INDUSTRIAL Plant Operating Company (IABG), which is responsible for the former Transrapid Emsland test track near Lathen in northwest Germany, has confirmed to local media that it has been approached by CRRC about re-opening the site as a test area for CRRC’s new maglev vehicles.

CRRC has continued to develop the German Transrapid technology under license from Thyssen-Krupp. CRRC’s latest CRRC600 series maglev train will be used on the planned 400km, $US 14.1bn maglev route connecting Shanghai with Ningbo via Hangzhou in China's Zhejiang province. The Shanghai - Hangzhou project was announced in 2020 and is expected to be completed by 2035.

Demolition work at the Emsland site, which began five years ago, has largely focussed on stripping out the valuable electrical equipment for recycling; none of the test track’s concrete structures have been demolished although new electrical equipment and refurbishment of the 31km elevated test track is required if the facility is to reopen.

Potential use of the Lathen site as a hyperloop test track has also been proposed by local politicians keen to attract technology companies to the area. The basic concrete structures could potentially support a hyperloop tube if further use for maglev vehicles is ruled out.

The test circuit was built between 1980 and 1983, and used to test Transrapid maglev prototypes until 2010 with all testing ceasing in 2011. Closure followed a fatal accident that killed 23 people on September 22 2006. The later Transrapid prototype vehicles were designed for speeds of up to 500km/h and could seat 156 passengers.

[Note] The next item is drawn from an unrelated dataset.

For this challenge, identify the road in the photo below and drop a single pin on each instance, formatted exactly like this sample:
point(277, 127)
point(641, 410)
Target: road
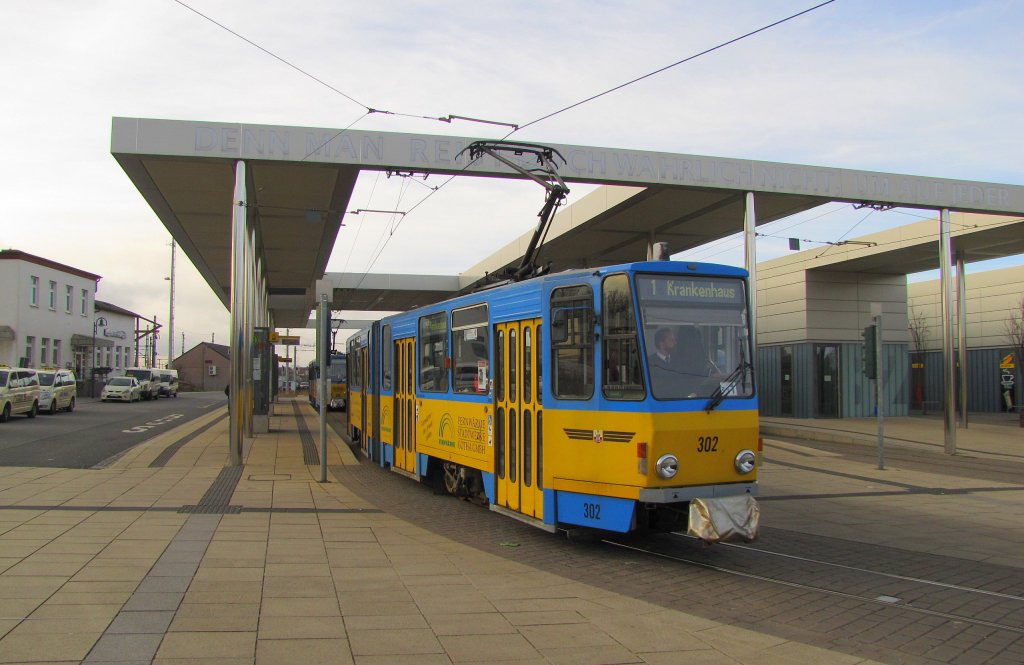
point(96, 430)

Despite the German government and industry committing €850m of research and development since the late 1960s, the only commercial sale of Transrapid technology was to China for the 30km 430km/h line connecting Shanghai Pudong Airport with Longyang Road metro station to the southeast of the city centre, which opened in 2003.

Plans for an inter-city route from Berlin to Hamburg were proposed and dropped in the late 1990s. Planning work for a shorter Transrapid line from Munich Airport to Munich main station ended in 2008 causing most of the German industrial partners to drop their support and funding.